A Study of John Ruskin
|John Ruskin, 1863|
After an evening at my local cinema watching Mike Leigh’s new film ‘Mr. Turner’ ‘starring the likes of Timothy Spall as the lead J.M.W. Turner, I returned home intrigued about the biopic I had just witnessed, and the characters seen. In particular the character of John Ruskin had intrigued me. Although his appearance on screen was fleeting, his pronounced lisp, eccentric ways and apparent reverence of Turner had me captivated. Partly this was due to the fact I had already come across John Ruskin – and his work ‘The Stones of Venice’ but had not encountered him as young man or indeed I knew nothing of him but his work concerning architecture and art criticism. The character presented on screen seemed very different from his style of work and nothing like one would have imagined. It was entertaining to be presented suddenly with the figure of Ruskin in his brown overcoat and cornflower blue necktie – I was later to find out was somewhat his trademark as he felt that particular shade of blue complimented his eyes well. However on researching the film after the screening it became apparent through a particular article written by Philip Hoare for ‘The Guardian online’, that Ruskin had been crudely misrepresented -“Ruskin, played by Joshua McGuire, is a simpering Blackadderish caricature of an art intellectual: a lisping, red-headed, salon fop.” Hoare’s reveal that the character of Ruskin presented on screen in ‘Mr. Turner’ was indeed nothing like the man himself only intrigued me further. I now wished find out who Ruskin was, if not this “lisping, red-headed, salon fop”(Hoare) then who?
|Ruskin's painting of|
Christ Church college, Oxford
Ruskin suffered from various nervous breakdowns eventually culminating in his insanity. The 'last straw' as they say was his love affair with Rose La Touche, which much like his marriage to Effie, was to end in disaster. Ruskin fell in love with Rose when he was in his forties and her scarcely ten years old. Though waiting for her to come of age her parents were still horrified by this prospect. Banned from ever seeing her Ruskin took drastic measures to ensure he did, at points chasing"...her carriage through London, [and even] confronting her in the Royal Academy [...] handing her a forbidden love letter."(Hoare) However Rose died aged 24, psychiatrically disturbed and suffering from anaemia. Ruskin's grief led him to hire mediums to try to contact her spirit. His insanity grew steadily worse, ending with him believing that him and Rose had indeed been wed, with Joan of Arc as their bridesmaid.

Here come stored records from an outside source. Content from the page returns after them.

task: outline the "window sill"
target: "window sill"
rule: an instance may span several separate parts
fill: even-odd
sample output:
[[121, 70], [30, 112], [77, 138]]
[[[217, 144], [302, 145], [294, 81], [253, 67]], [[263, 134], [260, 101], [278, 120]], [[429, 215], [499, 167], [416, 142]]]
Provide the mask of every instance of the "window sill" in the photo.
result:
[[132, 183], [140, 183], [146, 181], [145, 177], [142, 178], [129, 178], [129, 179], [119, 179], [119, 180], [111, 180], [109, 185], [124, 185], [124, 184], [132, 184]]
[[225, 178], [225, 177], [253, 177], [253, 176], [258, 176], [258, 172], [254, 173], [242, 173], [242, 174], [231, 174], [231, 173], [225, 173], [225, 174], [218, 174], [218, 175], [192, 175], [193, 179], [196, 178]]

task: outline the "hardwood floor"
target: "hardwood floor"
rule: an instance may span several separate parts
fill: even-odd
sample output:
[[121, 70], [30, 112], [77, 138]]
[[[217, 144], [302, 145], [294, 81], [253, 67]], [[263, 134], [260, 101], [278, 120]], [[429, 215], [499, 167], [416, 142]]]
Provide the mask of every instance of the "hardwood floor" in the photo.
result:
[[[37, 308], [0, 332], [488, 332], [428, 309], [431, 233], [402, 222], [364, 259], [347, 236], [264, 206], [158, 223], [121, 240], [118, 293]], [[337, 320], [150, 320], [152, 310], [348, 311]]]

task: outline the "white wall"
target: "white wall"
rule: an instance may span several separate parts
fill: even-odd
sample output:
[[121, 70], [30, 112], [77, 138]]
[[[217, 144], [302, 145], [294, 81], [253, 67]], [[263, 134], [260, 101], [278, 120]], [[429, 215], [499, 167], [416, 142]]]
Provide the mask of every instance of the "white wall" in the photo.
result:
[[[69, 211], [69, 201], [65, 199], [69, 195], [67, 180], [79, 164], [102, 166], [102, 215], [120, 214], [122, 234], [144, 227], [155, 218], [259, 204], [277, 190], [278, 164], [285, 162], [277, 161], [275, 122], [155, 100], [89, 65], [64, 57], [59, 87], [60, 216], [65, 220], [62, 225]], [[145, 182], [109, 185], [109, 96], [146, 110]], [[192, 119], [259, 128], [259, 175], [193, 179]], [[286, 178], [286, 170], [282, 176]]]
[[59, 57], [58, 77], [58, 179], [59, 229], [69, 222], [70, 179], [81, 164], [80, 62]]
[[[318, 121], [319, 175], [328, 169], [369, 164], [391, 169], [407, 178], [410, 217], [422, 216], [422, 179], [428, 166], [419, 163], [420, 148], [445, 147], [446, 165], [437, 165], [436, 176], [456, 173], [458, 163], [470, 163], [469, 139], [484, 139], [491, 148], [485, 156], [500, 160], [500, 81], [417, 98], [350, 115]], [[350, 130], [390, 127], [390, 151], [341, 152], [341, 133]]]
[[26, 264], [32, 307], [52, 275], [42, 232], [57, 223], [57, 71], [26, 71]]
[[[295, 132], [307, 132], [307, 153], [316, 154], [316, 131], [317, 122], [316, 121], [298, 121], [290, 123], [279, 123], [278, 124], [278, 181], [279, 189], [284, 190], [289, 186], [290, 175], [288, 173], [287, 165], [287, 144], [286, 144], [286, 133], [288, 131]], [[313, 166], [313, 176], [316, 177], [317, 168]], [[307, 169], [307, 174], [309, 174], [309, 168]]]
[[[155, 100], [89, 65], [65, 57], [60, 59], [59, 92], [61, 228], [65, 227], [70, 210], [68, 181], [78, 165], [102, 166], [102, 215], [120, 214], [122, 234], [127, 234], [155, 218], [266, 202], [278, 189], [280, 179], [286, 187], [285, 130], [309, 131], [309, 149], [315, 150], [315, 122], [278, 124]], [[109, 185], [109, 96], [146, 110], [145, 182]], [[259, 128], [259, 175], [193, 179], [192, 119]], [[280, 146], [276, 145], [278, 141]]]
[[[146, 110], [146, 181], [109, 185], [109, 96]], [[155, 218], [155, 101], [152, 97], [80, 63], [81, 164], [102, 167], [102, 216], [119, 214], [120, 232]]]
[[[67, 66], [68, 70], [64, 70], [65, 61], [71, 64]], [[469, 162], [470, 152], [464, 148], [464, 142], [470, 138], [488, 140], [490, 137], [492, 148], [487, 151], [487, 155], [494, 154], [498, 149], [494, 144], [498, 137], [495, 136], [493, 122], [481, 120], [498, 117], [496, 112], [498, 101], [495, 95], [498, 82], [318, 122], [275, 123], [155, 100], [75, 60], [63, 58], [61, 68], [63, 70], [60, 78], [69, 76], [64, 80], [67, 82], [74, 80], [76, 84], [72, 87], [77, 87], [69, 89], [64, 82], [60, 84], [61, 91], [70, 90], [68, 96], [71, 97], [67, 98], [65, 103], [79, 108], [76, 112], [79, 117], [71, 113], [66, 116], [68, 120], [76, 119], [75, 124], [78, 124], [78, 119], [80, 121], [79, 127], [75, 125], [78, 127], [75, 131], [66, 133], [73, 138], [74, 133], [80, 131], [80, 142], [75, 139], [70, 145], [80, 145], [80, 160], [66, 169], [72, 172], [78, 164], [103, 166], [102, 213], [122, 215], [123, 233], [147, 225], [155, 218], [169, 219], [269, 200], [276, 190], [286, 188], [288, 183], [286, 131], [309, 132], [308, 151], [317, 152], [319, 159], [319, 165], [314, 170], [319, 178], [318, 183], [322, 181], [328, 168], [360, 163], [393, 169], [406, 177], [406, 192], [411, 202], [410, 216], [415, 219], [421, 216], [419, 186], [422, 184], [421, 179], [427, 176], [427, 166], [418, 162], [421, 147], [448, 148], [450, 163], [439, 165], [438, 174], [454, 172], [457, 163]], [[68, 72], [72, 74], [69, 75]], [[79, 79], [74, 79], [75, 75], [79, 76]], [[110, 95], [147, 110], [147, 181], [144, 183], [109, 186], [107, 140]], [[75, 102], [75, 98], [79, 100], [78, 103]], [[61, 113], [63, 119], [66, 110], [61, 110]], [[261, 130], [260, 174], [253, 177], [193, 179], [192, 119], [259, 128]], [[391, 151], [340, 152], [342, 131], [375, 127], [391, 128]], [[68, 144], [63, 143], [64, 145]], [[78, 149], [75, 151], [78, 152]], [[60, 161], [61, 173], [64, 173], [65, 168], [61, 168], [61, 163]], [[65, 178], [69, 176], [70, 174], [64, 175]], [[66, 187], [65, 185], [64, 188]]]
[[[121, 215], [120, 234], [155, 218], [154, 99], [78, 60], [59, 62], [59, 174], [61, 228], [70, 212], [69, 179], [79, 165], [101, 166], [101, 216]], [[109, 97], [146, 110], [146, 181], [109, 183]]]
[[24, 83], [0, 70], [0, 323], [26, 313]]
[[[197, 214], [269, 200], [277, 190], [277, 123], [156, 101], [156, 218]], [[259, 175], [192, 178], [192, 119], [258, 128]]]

|A Study of a Kingfisher, John Ruskin.|
Although Ruskin's story ended in tragedy, with him eventually passing away on the 20th of January 1900, his legacy lives on. Not only through his students at Oxford University where he taught - his students included the likes of Oscar Wilde- but also through his art criticism, which is still widely read and appreciated today. Ruskin also helped form artists of his era, for instance his praise of Turner, and helped to shape the artists and art critics of today. Not only did he do so through his volumes of critical work, but his own extraordinary paintings and drawings some of which can be seen hanging in The Tate, London. His work on architecture also helped to shape Victorian England, bringing about a gothic revival. His influence on the arts seems to be as steadfast as the Oxford College now founded in his name.